Dort konnte erstmals die neue Bürgermeisterin Susen Katter begrüßt werden, die die Fastnacht hier gerade intensiv kennenlernt, wie sie sagte, während es noch einen kleinen Rückblick des alten Bürgermeisters Rainer Stolz gab, der verriet, dass er in all der Zeit gar nicht wirklich seines Amtes enthoben gewesen war, da er sich einen Zweitschlüssel für das Rathaus besorgt hatte. Den übergab er nun an Susen Katter in einer kleinen Zeremonie.

Zuvor hatte freilich Narrenschreiber Marcel Reiser eine lange Klagerede über das Schwinden der Macht des "alten weißen Mannes" gehalten, was auch das Stockacher Narrengericht immer mehr bedrohe, wenn jetzt auch noch eine Frau Bürgermeisterin sei. Seine intensive Bitte war, dass man hier doch ein "Reservat" dem Narrengericht gewähre, bei dem man wenigstens über die Fasnetzeit noch eine Illusion der Macht habe. Es sei an der Zeit, das Narrengericht unter Artenschutz zu stellen. Dafür brauche es nur genug Schorle, denn eine solche erhalten einen Gerichtsnarren eine Stunde lang am Leben.

Dass Nachschub an Wein und Schorle ziemlich sicher ist, konnte Tobias Keck als Geschäftsführer der Winzergenossenschaft Hagnau versichern, der aber den Anspruch der Männerrunde hier in Stockach noch manifestierte: Denn wenn ein Kind in Stockach geboren werde, werde das dem Stockacher Narrengericht gleich gemeldet, falls es einen "Zipfel" habe, eben formal erst mal ein Junge sei. Als Laufnarr gebe es zwei Zipfel, als Gerichtsnarr drei Zipfel, den Frauen fehle halt immer von Anfang an ein Zipfel, bemerkte er zu Narri-Rufen der Versammlung.

Vera und Lea Ossola schilderten dazu die Geschichte der "Alt-Stockacherinnen" zu deren 90. Geburtstag in diesem Jahr und dass der Männerclub da anfangs schon seine Probleme hatte, denn der Narrenrichter war in den ersten Jahren der Chef gewesen. Die Gründung sei wohl auch nur möglich gewesen, weil unter den Gründerinnen die Frau des damaligen Narrenrichters August Richter gewesen sei. Und erst 1948 gabs mit Lina Spiegelhalter eine weibliche Leitung und erst 1976 sei eine eigenständige Gliederung innerhalb des Narrengerichts daraus geworden. "Jetzt hoffen wir auf 100 Mitglieder zum 100. Geburtstag", so die beiden.
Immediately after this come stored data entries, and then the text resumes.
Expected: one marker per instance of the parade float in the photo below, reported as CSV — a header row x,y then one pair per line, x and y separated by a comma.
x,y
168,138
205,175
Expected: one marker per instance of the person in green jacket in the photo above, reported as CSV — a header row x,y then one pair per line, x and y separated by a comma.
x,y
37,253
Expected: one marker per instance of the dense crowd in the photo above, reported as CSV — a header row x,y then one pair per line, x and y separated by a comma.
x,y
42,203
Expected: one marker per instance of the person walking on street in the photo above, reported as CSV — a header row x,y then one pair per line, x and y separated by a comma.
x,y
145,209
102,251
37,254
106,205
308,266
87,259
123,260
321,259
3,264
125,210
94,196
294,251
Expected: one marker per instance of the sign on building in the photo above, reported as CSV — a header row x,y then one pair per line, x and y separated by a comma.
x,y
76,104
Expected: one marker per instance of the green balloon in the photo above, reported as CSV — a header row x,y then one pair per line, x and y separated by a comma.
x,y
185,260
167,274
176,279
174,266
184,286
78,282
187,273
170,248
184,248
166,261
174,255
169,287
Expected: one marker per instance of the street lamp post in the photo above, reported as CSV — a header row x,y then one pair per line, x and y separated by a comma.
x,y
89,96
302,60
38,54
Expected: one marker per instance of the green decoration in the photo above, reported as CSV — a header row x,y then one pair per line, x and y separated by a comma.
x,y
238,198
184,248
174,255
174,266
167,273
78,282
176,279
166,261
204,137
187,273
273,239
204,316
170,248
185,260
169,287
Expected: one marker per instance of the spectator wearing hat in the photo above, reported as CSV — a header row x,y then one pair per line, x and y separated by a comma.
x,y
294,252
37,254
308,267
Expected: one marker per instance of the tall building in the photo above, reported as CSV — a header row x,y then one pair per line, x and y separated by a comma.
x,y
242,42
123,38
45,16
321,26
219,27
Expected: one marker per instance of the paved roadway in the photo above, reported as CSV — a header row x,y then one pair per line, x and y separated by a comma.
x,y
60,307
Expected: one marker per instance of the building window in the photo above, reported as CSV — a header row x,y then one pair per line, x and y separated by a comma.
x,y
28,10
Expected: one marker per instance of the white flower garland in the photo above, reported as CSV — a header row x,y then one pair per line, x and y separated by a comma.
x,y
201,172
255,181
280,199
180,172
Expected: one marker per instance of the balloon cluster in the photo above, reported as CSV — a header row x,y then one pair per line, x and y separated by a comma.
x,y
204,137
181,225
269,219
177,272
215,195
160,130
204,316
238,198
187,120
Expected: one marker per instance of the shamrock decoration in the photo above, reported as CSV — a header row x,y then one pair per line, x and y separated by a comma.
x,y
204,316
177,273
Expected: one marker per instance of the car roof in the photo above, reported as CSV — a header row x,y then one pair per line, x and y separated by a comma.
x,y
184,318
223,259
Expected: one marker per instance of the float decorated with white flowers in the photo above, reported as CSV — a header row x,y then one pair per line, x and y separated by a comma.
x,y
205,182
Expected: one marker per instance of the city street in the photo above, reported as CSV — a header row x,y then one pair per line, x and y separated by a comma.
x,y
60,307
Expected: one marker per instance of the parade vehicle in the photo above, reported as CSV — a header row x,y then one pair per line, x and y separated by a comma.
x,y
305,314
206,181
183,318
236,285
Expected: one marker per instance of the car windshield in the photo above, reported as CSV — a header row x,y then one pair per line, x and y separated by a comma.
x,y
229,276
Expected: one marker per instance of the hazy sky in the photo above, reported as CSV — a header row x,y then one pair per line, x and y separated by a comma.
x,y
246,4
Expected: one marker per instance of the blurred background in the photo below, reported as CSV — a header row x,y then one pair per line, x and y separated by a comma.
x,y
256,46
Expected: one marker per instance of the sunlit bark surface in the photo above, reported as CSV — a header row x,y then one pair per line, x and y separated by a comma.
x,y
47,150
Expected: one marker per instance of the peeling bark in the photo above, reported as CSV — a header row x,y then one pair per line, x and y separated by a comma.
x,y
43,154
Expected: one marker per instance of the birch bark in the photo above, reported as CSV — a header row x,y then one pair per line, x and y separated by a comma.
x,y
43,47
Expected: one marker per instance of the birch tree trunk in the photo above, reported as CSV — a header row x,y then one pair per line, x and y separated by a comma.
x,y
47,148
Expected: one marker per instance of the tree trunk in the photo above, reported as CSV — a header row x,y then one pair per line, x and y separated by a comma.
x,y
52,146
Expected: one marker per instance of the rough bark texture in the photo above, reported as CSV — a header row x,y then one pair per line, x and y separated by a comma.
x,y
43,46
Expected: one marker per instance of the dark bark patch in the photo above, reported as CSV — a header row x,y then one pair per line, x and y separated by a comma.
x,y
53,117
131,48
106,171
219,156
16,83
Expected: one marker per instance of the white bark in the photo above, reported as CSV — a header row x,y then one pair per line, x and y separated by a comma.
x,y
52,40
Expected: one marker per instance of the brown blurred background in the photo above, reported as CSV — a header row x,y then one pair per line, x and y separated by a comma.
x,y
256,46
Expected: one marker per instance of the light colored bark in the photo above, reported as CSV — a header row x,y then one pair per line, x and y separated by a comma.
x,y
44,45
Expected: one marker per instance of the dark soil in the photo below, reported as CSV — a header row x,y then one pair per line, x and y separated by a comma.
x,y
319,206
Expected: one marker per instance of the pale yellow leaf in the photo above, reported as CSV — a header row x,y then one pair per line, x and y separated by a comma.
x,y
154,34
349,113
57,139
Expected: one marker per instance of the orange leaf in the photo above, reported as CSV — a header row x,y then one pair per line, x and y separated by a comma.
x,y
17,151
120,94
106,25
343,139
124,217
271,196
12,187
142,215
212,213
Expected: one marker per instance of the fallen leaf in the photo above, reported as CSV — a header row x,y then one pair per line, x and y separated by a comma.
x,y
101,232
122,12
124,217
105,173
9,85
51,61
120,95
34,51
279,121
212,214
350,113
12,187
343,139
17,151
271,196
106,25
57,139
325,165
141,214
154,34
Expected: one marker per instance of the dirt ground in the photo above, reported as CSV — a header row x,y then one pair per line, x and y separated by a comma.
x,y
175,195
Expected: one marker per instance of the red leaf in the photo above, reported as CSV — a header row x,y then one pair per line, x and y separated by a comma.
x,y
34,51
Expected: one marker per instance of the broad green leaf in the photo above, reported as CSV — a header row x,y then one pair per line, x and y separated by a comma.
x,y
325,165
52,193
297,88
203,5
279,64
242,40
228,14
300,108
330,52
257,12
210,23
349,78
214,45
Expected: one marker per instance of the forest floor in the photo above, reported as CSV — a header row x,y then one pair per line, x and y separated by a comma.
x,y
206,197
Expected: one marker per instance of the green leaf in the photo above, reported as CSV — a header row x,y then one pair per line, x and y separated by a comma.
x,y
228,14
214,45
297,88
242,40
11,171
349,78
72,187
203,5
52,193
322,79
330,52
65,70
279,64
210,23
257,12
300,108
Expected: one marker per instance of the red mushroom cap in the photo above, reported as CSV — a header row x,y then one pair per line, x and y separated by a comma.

Der ehemalige evangelische Pfarrer Rainer Stockburger versicherte seine Verbundenheit zur Stockacher Fastnacht, auch wenn er gerade zwischen Steißlingen und Konstanz pendelt und mit den Narrenrufen etwas durcheinander kommt. Er hatte zudem entdeckt, dass selbst Baron von Münchhausen mit seiner Story vom Flug auf der Kanonenkugel bei Hans Kuony wohl abgeschaut habe, mit der Weisheit, dass man nicht nur wissen müsse, wie man in die Schlacht reinkomme, sondern auch wie man wieder rauskommen könne.

Die Bänkelsänger besangen das "Damenkränzchen Tarantula", im Anschluss gab es für Claus Birmele aus der Gruppe aus den Händen von Narrenrichter Jürgen Koterzyna das bronzene Ehrenzeichen der Vereinigung Schwäbisch Alemannischer Narrenzünfte angesteckt.

Was die Vorurteile betreffs der geistigen Kapazitäten der Zimmerer angeht, so stellte Wischenmeister Ralf Maier klar: Sie treffen zu. Sämtliche akademische Titel seien erschlichen, die Meisterbriefe der Handwerker gefälscht. Zusammen mit Thomas Drews und Jannis Zimmermann aus der Gruppe präsentierte der eindrücklich eine "Holz-her-Rest-weg-Entspannungstasche", mit der man alle äußeren Einflüsse wie sehen, riechen, hören oder reden ausschalten könne. Die Gilde wolle so blöd bleiben, wie sie ist.

Und zum krönenden Abschluss der vormittäglichen Schnitzelbank durfte der frisch gebackene Altgerichtsnarr Siegfried Endres noch einige seiner staubtrockenen Witze zum Besten geben, bevor Karl Bosch mit dem Akkordeon zum Mitsingen einlud, unter anderem das wieder neu arrangierte "Z‘Stocke bliebt mer hocke“.